Scale and benchmarks¶

This project includes harnesses to reason about very large runtimes, not live billion-row runs checked into Git.

In-repo tools¶

sparkrules.runtime.perf.run_perf_harness - measures elapsed time and rows/sec for a callable.
sparkrules.runtime.perf.scale_evidence - produces a structured estimate (rows, rows/sec, target rows, estimated duration) for documentation and SLO planning.
sparkrules.obs.health - classifies per-stage health from duration, shuffle volume, and task failures (for UI and ops dashboards).

Default API path: not distributed Spark¶

For default HTTP simulations and the Workbench Simulate view, evaluation runs in pure Python in the API process: SparkSession.getActiveSession() is typically None, and there is no automatic mapPartitions / broadcast rule package on a DataFrame. That is by design for a simple integration surface; it is not evidence of billion-row Spark throughput.

For architecture scope, execution paths, and the wiring needed for real cluster execution (mapPartitions, CompiledRulePackage broadcast, sparkrules/spark/dataframe.py), see KNOWN_LIMITATIONS.md. For when to choose Spark vs staying on Python, see SPARK_INTEGRATION.md.

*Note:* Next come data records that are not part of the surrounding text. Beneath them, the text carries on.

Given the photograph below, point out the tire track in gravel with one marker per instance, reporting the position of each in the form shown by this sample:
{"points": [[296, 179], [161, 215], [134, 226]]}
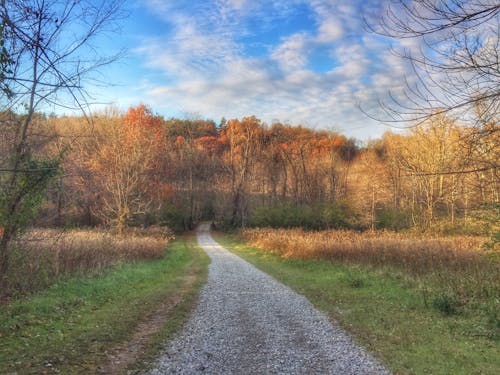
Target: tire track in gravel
{"points": [[246, 322]]}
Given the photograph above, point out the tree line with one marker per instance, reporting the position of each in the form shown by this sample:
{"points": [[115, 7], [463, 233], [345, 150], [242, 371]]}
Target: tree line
{"points": [[137, 168]]}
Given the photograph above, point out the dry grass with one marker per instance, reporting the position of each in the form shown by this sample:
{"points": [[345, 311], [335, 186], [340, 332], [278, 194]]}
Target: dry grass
{"points": [[43, 256], [458, 266]]}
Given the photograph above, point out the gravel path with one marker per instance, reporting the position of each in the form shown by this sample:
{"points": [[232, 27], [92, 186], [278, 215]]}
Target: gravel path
{"points": [[248, 323]]}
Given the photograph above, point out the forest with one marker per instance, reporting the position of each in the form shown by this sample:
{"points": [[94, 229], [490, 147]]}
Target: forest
{"points": [[136, 168]]}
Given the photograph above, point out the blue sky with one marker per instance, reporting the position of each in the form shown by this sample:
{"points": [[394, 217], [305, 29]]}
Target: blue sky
{"points": [[308, 62]]}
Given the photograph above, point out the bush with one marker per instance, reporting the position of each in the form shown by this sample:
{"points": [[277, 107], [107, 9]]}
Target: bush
{"points": [[172, 217], [392, 218], [316, 217]]}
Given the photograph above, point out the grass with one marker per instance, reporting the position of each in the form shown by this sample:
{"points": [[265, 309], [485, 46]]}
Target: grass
{"points": [[43, 256], [69, 327], [465, 273], [386, 311]]}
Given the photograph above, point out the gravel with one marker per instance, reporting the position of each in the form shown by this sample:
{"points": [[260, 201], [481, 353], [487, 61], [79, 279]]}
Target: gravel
{"points": [[246, 322]]}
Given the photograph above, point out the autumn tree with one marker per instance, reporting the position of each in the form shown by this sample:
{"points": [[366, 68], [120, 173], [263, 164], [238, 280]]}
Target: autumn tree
{"points": [[244, 140], [123, 163]]}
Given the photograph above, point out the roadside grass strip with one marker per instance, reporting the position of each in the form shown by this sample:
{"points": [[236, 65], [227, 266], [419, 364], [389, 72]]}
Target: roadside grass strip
{"points": [[387, 312]]}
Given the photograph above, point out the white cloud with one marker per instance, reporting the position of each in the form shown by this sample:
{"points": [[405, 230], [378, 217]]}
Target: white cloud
{"points": [[291, 54], [207, 70], [329, 31]]}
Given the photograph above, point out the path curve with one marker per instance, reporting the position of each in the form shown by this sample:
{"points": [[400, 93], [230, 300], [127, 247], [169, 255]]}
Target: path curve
{"points": [[246, 322]]}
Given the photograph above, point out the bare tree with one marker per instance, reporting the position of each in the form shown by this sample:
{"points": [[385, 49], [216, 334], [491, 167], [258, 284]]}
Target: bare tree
{"points": [[46, 53], [456, 63]]}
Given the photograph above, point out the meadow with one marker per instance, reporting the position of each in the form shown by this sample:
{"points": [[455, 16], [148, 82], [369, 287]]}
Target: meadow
{"points": [[41, 257], [421, 304], [125, 312], [451, 272]]}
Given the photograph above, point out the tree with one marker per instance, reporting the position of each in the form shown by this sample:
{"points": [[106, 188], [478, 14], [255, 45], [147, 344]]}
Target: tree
{"points": [[45, 55], [123, 163], [457, 62]]}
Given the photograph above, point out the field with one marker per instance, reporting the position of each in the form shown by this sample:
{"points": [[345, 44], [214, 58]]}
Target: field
{"points": [[43, 256], [450, 272], [125, 311], [418, 312]]}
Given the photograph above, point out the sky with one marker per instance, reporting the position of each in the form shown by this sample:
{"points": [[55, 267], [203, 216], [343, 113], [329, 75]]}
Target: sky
{"points": [[307, 62]]}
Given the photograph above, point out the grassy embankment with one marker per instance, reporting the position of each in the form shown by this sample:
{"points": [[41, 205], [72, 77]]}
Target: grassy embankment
{"points": [[423, 306], [73, 325]]}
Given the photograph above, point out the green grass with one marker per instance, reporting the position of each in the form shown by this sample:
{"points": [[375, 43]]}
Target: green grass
{"points": [[387, 313], [70, 326]]}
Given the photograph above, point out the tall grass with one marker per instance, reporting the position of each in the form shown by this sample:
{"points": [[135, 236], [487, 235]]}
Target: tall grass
{"points": [[43, 256], [451, 271]]}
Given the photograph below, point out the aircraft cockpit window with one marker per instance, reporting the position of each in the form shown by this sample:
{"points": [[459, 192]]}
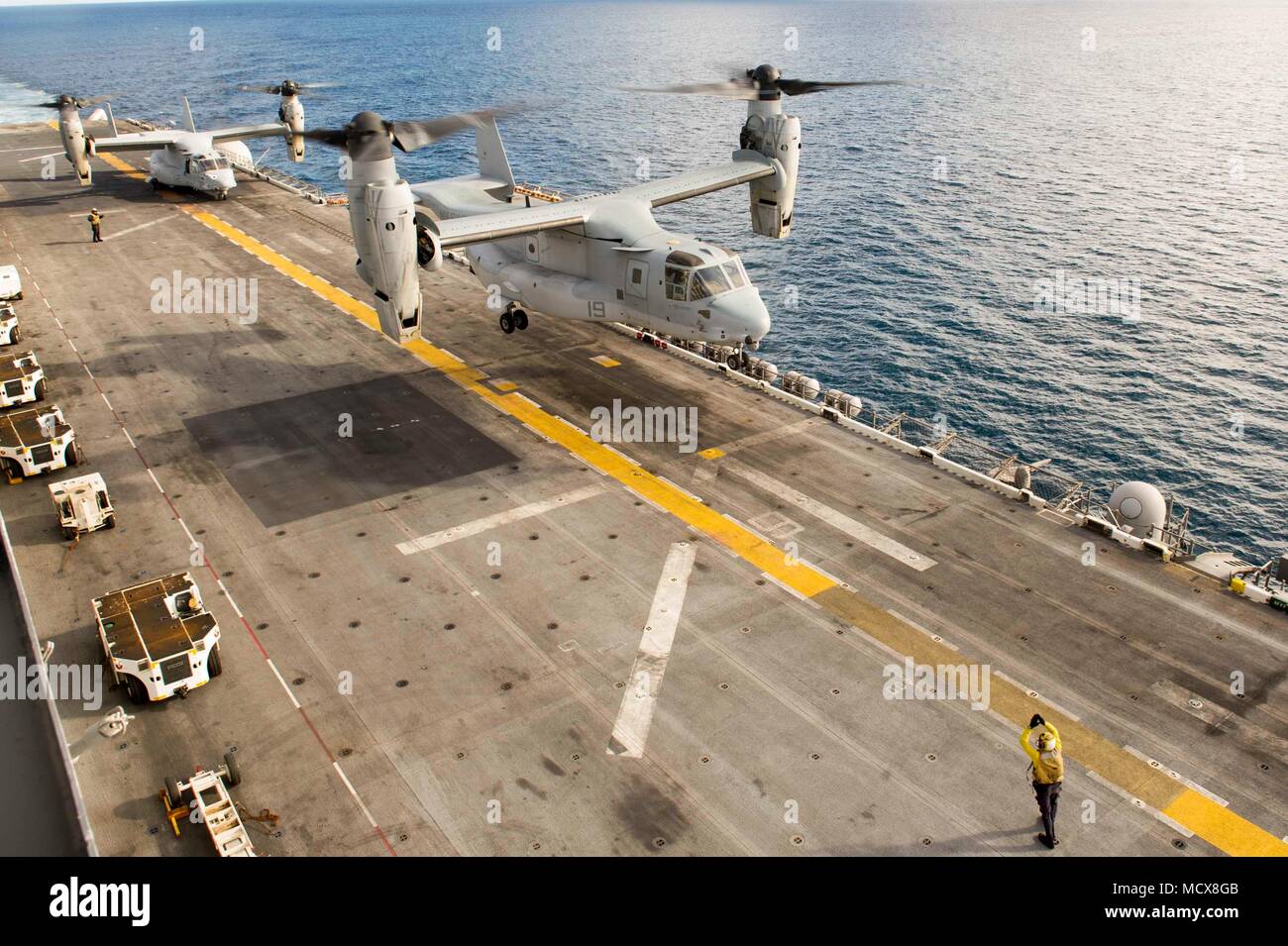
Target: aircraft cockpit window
{"points": [[677, 283], [708, 280]]}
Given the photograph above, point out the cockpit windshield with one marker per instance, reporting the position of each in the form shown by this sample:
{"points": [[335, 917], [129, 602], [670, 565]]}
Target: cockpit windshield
{"points": [[691, 284]]}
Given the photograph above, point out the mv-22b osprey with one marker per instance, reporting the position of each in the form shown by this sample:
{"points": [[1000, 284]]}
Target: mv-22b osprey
{"points": [[599, 258], [189, 158]]}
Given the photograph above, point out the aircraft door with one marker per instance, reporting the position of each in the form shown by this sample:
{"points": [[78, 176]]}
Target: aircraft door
{"points": [[636, 279]]}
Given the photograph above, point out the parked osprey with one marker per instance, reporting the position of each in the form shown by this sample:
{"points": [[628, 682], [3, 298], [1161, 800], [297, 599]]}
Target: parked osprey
{"points": [[600, 258], [180, 158]]}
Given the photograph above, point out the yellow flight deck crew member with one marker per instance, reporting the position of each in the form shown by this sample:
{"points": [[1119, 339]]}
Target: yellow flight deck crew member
{"points": [[1047, 774]]}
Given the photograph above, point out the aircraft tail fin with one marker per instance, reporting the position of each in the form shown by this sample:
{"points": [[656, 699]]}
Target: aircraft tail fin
{"points": [[492, 161]]}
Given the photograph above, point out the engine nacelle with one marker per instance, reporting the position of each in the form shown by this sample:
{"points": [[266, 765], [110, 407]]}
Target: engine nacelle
{"points": [[382, 215], [75, 145], [778, 137], [291, 113], [429, 250]]}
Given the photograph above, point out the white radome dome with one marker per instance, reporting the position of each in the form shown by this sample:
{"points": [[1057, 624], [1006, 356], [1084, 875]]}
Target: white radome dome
{"points": [[1140, 508]]}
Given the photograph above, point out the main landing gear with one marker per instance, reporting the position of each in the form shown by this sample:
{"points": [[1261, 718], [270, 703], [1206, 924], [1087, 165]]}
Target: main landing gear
{"points": [[513, 318]]}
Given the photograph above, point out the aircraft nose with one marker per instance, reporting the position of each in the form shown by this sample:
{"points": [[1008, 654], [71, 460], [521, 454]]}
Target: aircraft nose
{"points": [[745, 315]]}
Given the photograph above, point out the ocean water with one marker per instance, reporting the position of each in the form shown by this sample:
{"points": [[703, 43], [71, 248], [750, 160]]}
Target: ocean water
{"points": [[1039, 145]]}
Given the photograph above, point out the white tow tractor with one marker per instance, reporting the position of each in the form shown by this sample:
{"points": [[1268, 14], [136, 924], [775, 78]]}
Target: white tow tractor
{"points": [[22, 379], [9, 331], [82, 504], [35, 441], [11, 283], [206, 795], [159, 637]]}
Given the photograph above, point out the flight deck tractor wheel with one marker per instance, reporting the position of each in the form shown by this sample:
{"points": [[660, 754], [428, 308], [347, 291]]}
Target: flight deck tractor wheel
{"points": [[171, 789], [233, 771]]}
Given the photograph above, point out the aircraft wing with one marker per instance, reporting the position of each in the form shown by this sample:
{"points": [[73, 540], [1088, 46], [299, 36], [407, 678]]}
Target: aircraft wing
{"points": [[137, 141], [481, 228], [703, 180], [240, 132]]}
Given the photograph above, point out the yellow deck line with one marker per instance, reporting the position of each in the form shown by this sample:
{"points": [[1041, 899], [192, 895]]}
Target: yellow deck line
{"points": [[1186, 807]]}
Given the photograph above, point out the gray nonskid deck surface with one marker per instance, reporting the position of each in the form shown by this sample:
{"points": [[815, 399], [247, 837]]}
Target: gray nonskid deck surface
{"points": [[469, 700]]}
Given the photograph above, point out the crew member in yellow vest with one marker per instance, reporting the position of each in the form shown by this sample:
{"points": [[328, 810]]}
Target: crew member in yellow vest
{"points": [[1047, 774]]}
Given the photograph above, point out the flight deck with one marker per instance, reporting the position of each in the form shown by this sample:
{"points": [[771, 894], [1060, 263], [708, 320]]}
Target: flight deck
{"points": [[456, 623]]}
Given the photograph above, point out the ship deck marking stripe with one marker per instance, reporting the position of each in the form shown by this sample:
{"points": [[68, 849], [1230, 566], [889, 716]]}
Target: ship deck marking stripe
{"points": [[1228, 832], [644, 684], [838, 520], [138, 227], [488, 523]]}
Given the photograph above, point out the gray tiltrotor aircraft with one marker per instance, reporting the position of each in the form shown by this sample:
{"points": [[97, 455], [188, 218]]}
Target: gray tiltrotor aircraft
{"points": [[600, 258], [180, 158]]}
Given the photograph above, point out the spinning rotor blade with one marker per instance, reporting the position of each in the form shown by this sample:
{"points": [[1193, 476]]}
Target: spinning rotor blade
{"points": [[800, 86], [760, 82], [288, 88], [406, 136], [732, 89], [72, 100]]}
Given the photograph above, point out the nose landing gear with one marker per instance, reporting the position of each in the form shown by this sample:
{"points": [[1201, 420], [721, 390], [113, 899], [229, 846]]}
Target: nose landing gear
{"points": [[513, 318]]}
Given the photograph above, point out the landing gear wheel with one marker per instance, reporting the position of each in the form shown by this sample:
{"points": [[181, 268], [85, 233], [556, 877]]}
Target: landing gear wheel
{"points": [[233, 771]]}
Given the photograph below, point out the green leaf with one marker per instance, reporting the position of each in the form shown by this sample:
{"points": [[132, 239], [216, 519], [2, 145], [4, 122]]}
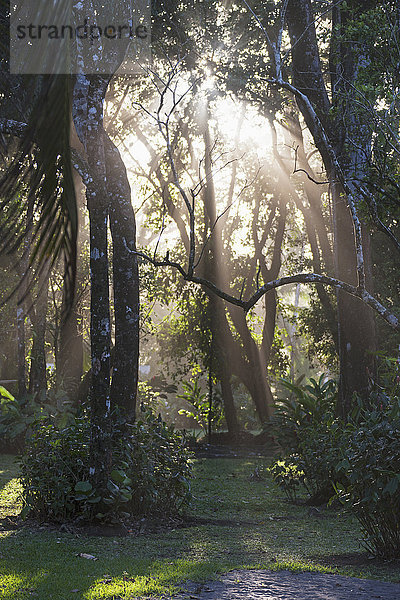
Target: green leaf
{"points": [[118, 476], [83, 486], [6, 394]]}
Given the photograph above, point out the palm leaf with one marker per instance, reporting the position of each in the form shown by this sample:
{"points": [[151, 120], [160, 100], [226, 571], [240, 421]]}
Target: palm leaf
{"points": [[37, 169]]}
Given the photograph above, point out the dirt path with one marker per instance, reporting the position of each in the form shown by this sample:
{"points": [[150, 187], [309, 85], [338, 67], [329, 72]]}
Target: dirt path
{"points": [[284, 585]]}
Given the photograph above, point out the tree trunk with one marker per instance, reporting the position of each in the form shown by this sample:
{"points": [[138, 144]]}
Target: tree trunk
{"points": [[356, 330], [126, 285], [37, 374], [69, 364]]}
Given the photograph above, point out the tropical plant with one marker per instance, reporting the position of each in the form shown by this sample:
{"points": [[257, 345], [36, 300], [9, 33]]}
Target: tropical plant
{"points": [[150, 473], [202, 411]]}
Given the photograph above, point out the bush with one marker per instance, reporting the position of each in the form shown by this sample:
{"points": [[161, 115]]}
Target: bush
{"points": [[150, 473], [17, 417], [287, 475], [370, 460], [306, 427]]}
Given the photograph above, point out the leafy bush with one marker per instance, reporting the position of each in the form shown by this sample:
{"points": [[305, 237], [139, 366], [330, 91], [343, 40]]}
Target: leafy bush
{"points": [[150, 473], [306, 427], [370, 461], [200, 402], [17, 417], [288, 476], [308, 404]]}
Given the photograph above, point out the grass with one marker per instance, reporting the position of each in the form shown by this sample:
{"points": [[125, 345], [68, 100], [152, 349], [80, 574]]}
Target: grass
{"points": [[248, 524]]}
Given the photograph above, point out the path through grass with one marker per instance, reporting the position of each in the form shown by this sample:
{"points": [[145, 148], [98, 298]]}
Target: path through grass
{"points": [[244, 523]]}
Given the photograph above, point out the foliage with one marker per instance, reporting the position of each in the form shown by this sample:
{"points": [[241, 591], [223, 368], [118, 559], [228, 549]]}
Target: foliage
{"points": [[17, 416], [370, 460], [288, 476], [306, 427], [150, 472], [200, 402], [306, 404], [360, 458]]}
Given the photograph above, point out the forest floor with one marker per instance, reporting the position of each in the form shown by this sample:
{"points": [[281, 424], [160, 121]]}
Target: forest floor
{"points": [[238, 520]]}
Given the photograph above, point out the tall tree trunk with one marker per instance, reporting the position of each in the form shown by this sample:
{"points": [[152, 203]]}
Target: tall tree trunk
{"points": [[69, 364], [357, 334], [356, 331], [126, 285], [100, 324], [215, 272], [37, 373]]}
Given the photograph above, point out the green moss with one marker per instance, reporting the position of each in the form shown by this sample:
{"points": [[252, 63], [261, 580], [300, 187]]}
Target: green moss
{"points": [[247, 524]]}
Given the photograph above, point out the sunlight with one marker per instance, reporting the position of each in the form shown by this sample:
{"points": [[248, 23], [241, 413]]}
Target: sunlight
{"points": [[237, 118]]}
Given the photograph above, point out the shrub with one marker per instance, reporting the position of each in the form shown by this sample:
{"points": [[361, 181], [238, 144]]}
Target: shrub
{"points": [[17, 417], [306, 427], [370, 460], [288, 476], [150, 473]]}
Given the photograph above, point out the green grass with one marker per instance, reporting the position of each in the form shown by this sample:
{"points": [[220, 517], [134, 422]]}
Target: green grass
{"points": [[265, 531]]}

What “production evidence” means¶

A real billions-of-rows proof requires your Spark cluster, storage (Iceberg/Delta/Hudi/Parquet), and network. Capture:

Job config: merged EngineConfig / runtime_conf() and Spark versions.
Input size: row count, partition count, and format.
Metrics: stage duration, shuffle read/write, executor skew (Spark UI or your metrics store).
Outcome: end-to-end runtime and cost.

Store those artifacts in your internal wiki or data platform; the repository stays vendor-neutral.

Reproducible local checks¶

Run the full test suite and coverage gate:

python -m pip install -e ".[test]"
python -m pytest tests/unit/ --cov=src/sparkrules

Opt-in performance tests (if present) use pytest -m perf.

Phase 4 - lakehouse benchmarks¶

For governance and promotion (see GOVERNANCE.md), the repository documents behavior only; your lakehouse is where you prove latency and cost for rule evaluation at scale.

Baseline: same EngineConfig / runtime_conf() and Spark version you use in production.
Data: one or more Iceberg/Delta/Parquet tables; record row counts, file sizes, and partition layout.
Rule set: a fixed namespace and promoted prod pin versions (or your packaging format).
Run: full job (or representative slice) with Spark UI and/or your metrics (Datadog, Databricks, etc.).
Record: job duration, shuffle GB, executor CPU, and cost estimate; file under your org’s performance evidence process.

Re-use the in-repo perf harness for micro-benchmarks; lakehouse billions-of-rows evidence stays outside the repo, as in What “production evidence” means.

Appendix: Req 37 / native wheel CI order-of-magnitude¶

Optional Rust + cibuildwheel jobs are budgeted separately from the default Python CI matrix (\~3 × Python minors × lint + tests). Expect additional runner minutes proportional to (Python minors) × (OS targets: manylinux, macOS arm64, Windows) × cold-cache builds (tens to low hundreds of minutes per release wave until incremental caches warm). Track wall time alongside pure-Python fallback correctness (same test gate).